14th Amendment Requires Schools to Protect High School football players from concussion injuries
On September 21, 2017, the 3rd Circuit Court of Appeals filed a precedential opinion ruling that high school football players have a constitutional right to be protected from further harm after suffering a concussion injury on the field.
Ironically, the School District and its head football coach won the case–but not on the merits. The Court ruled the head coach had qualified immunity. This type of immunity protects people from being sued when there has been no prior ruling that a particular act violated the constitution.
Court Opened Door to Future Claims
Thus, although the District and its coach won this lawsuit, the case opens the door for future claims against schools’ athletic programs.
The case just decided was Mann v. Palmerton Area School District, 2017 U.S. App. LEXIS 18261 (3d Cir. 2017).
One of the “bigger hits” ever seen.
In November 2011, Palmerton student Sheldon Mann experienced a hard hit during a practice session. Sheldon’s teammates testified in depositions that they believed Sheldon was suffering from a concussion after this hit and were surprised he was allowed to continue to practice. One teammate even testified that it was one of the “bigger hits” he had ever seen. Another teammate testified that Sheldon looked as though he were dizzy and was stumbling around the field.

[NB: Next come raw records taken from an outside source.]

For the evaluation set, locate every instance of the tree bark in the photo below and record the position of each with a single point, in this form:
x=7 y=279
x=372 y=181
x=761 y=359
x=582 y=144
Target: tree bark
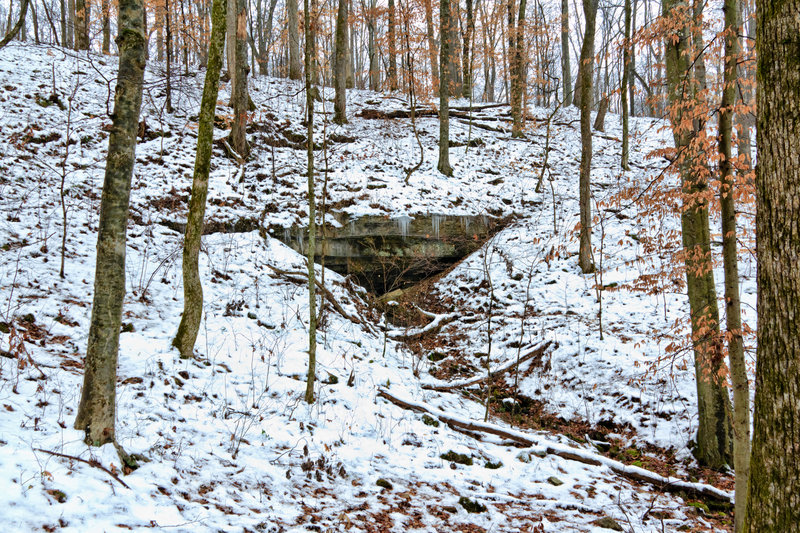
x=23 y=9
x=192 y=288
x=774 y=495
x=294 y=39
x=98 y=397
x=585 y=77
x=444 y=93
x=714 y=446
x=431 y=45
x=239 y=96
x=312 y=214
x=730 y=255
x=626 y=69
x=105 y=9
x=466 y=85
x=516 y=40
x=392 y=34
x=340 y=65
x=566 y=73
x=82 y=19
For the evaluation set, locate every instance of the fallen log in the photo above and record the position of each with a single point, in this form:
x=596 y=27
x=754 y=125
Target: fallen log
x=438 y=322
x=635 y=473
x=299 y=277
x=452 y=385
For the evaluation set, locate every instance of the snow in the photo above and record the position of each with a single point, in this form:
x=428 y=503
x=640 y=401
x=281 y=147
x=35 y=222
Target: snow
x=231 y=443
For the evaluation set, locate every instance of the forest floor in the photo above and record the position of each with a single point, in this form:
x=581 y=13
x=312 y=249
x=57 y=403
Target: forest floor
x=230 y=443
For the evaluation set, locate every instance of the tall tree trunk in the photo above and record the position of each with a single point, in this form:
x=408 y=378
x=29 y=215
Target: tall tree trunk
x=82 y=19
x=431 y=45
x=466 y=86
x=374 y=66
x=312 y=212
x=714 y=446
x=626 y=69
x=168 y=24
x=239 y=96
x=294 y=39
x=774 y=496
x=516 y=38
x=63 y=21
x=105 y=9
x=632 y=66
x=392 y=34
x=98 y=397
x=192 y=288
x=23 y=9
x=585 y=78
x=444 y=93
x=733 y=312
x=565 y=68
x=340 y=65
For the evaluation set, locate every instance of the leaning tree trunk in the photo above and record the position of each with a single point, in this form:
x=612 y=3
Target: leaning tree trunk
x=431 y=45
x=105 y=9
x=585 y=86
x=730 y=255
x=98 y=397
x=774 y=496
x=82 y=18
x=565 y=68
x=312 y=212
x=392 y=34
x=23 y=10
x=714 y=446
x=623 y=90
x=294 y=40
x=192 y=288
x=444 y=92
x=340 y=65
x=239 y=95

Coach Sends Sheldon Back into Game
The coach sent Sheldon back into the game and, after twenty plays, he suffered a second hard hit to the upper body. In response to a question from the coach, Sheldon told the coach “it was the hardest hit he received in playing football. Sheldon was later diagnosed with a traumatic brain injury.
State-Created Danger Theory
Sheldon’s parents sued in federal court in Scranton on a “state created danger” theory. They alleged that the school and its coach, by requiring Sheldon to continue to practice after sustaining the first substantial blow, violated his 14th Amendment rights.
Sheldon States Constitutional Claim Says Court
The 3rd Circuit first decided that Sheldon’s allegations were sufficient to state a constitutional claim. It held a jury could find that, by failing to remove Sheldon from play and requiring him to continue to practice, the coach was deliberately indifferent to the risk posed by suffering a second substantial blow to the head.
However, the analysis did not stop there. Under federal law, if a right is not clearly established so that the defendant knows he is violating the constitution, he has what is known as “qualified immunity from suit.”
In the opinion written by Judge Vanaskie, he noted that this type of claim had never been decided before:
“…In November of 2011, it was not so plainly obvious that requiring a student-athlete, fully clothed in protective gear, to continue to participate in practice after sustaining a violent hit and exhibiting concussion symptoms implicated the student athlete’s constitutional rights. The touchstone of qualified immunity analysis is whether there was ‘sufficient precedent at the time of action…to put the defendant on notice that his…conduct is constitutional prohibited.”
Since the law was not clearly established, the coach was immune from suit and Sheldon lost his case.
The Take Away
Although the Court ruled that Sheldon Mann had no claim against the Palmerton School District or its coach, the door is now open to future constitutional claims. The ruling was labelled as “precedential.” The right to be protected from such injuries is now clearly established which puts all high school sports programs to take precautions to protect their student athletes.